Last year, Robinson told reporters of his posts that there "was never any antisemitism intended in those words." He was adamant that he was not against Jewish people either, vowing "there is no antisemitism standing here in front of you."

"I apologize for the wording," Robinson said while marking a "Solidarity with Israel Week" after Hamas' October 7 attack, per WRAL News. "We've dealt with the Facebook posts and moved past them."

The Raleigh News & Observer also unearthed a 2020 interview where Robinson spoke with a fringe pastor who says the "Four Horsemen of the Apocalypse" include the Rothschild banking family. At the time of his election, the Republican Jewish Coalition called Robinson's history of remarks "clearly antisemitic."

It's not just his antisemitic comments. In 2021, Robinson likened gay and transgender people to "filth." While many of his remarks were made before he was elected, Robinson made that statement while in office. He's also repeatedly called former first lady Michelle Obama a man. HuffPost assembled an entire collection of his comments degrading successful women, including Taylor Swift.

Robinson also blamed the initial sexual assault accusations against comedian Bill Cosby on "the Illuminati." Last year, CNN uncovered other posts where he defended the shooting of Kent State Protestors, an act the Nixon administration concluded was unjustified.

Trump could make all the difference.

The former president carried the state by less than two percentage points in 2020. A former GOP official told Politico that Stein would likely win in November if Trump performs similarly this year.

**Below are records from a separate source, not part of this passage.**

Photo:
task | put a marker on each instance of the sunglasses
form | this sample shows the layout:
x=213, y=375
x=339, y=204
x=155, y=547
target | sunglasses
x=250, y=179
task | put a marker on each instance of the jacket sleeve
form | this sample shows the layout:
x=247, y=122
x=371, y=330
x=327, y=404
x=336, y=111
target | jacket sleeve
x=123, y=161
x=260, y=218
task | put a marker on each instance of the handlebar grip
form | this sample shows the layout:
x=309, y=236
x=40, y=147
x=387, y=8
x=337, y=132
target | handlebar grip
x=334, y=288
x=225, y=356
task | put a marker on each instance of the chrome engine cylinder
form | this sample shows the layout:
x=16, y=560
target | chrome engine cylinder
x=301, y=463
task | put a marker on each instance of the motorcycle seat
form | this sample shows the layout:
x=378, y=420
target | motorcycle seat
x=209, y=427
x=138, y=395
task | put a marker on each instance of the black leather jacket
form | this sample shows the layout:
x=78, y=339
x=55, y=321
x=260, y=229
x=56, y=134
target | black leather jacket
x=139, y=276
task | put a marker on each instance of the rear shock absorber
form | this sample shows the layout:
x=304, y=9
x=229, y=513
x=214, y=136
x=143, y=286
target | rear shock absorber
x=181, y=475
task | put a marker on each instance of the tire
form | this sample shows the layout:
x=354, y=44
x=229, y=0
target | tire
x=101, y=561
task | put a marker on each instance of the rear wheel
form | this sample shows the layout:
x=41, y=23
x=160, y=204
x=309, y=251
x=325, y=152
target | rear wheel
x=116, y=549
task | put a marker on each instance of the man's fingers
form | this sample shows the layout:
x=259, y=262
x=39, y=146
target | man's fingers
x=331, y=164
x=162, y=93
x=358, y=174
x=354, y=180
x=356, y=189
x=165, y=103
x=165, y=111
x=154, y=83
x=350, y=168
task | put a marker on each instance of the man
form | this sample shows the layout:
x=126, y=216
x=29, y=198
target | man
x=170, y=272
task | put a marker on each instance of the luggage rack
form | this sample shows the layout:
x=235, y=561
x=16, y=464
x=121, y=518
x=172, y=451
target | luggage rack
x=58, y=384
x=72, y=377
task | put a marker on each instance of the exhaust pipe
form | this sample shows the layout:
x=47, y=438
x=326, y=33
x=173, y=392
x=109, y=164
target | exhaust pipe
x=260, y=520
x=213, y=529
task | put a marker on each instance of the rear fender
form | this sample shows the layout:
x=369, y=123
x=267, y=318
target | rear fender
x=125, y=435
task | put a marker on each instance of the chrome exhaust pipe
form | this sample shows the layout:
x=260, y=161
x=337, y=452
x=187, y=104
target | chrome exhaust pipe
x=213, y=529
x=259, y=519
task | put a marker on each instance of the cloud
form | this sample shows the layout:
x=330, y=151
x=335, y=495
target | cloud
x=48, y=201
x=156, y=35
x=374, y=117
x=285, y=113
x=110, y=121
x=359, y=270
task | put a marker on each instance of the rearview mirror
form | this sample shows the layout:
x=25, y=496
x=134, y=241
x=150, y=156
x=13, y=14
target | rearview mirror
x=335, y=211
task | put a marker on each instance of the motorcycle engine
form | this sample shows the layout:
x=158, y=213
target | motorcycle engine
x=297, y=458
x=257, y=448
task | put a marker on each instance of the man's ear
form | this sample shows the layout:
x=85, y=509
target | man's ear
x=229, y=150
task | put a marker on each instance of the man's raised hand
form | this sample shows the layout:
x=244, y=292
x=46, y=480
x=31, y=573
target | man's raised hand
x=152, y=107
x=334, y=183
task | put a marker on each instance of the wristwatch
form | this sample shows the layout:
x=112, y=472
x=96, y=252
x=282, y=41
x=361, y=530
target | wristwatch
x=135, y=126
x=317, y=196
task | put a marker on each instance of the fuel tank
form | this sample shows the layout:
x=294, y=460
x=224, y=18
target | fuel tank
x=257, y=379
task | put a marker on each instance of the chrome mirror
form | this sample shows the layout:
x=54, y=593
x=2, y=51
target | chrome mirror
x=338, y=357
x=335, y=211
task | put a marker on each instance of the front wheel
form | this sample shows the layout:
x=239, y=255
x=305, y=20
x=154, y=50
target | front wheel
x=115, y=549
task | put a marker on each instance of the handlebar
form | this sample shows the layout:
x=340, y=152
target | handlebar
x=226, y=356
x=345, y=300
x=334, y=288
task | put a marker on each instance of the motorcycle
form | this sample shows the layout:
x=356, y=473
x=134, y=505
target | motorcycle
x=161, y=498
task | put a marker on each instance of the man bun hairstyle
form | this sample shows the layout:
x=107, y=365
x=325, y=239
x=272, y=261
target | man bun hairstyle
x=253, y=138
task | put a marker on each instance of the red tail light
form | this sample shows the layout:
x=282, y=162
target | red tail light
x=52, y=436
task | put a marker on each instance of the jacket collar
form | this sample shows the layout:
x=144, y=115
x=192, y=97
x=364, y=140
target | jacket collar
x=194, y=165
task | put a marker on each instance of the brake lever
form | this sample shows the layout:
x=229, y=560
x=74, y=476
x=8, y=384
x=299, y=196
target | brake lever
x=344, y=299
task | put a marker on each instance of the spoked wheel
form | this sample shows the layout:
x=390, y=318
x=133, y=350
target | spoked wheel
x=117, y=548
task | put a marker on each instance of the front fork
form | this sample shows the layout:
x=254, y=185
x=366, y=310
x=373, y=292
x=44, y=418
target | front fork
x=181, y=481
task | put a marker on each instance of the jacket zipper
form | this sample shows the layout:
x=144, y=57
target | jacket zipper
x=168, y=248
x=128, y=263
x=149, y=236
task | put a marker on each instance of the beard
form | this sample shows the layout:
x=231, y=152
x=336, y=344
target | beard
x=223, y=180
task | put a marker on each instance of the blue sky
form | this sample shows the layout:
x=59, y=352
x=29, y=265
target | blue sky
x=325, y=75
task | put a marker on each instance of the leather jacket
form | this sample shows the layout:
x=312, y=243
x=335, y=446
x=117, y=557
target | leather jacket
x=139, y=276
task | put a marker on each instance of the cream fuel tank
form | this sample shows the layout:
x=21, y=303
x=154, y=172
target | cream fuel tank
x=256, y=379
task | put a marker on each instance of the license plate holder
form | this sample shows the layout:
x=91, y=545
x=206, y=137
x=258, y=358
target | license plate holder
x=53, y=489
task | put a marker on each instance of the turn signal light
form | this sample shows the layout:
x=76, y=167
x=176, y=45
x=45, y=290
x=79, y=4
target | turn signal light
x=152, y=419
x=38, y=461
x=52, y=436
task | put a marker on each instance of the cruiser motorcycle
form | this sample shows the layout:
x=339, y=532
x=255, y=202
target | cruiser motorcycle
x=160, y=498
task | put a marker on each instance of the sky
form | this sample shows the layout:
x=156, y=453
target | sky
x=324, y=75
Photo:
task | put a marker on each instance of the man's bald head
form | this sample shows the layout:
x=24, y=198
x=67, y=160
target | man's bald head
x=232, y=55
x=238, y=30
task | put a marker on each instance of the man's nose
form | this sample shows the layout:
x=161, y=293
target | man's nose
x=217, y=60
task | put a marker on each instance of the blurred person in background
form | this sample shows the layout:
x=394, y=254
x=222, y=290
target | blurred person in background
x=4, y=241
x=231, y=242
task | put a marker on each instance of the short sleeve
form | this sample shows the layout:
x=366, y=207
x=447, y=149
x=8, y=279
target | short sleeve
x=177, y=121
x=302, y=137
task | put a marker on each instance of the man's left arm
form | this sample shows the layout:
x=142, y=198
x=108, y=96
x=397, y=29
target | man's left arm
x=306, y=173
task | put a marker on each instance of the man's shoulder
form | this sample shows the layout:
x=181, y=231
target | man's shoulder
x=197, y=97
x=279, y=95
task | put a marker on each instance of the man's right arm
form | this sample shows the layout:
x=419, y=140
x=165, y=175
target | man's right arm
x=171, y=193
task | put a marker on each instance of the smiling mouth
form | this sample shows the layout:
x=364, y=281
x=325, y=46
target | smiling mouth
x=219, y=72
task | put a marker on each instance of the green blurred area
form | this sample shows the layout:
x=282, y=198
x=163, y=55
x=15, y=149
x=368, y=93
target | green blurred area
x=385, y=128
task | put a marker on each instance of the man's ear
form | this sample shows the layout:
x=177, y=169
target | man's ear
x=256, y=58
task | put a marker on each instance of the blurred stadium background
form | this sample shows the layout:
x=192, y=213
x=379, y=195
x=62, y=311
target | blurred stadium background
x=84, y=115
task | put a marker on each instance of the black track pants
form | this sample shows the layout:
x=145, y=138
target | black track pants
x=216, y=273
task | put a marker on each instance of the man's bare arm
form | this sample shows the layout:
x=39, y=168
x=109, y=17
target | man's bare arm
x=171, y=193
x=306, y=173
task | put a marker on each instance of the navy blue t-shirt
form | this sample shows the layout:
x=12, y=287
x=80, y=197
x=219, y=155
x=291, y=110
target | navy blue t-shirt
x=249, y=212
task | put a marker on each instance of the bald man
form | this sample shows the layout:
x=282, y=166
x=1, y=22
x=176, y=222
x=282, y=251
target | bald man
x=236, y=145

But if the former president can run up the score, he could push Robinson to victory.

Before former Gov. Pat McCrory's election in 2012, Republicans hadn't won a gubernatorial contest in nearly three decades. Stein has also massively outraised Robinson. According to their campaigns' most recent reports, Stein had roughly $12.7 million on hand while Robinson had just under $4.5 million.

A representative from Robinson's campaign did not respond to Business Insider's request for comment.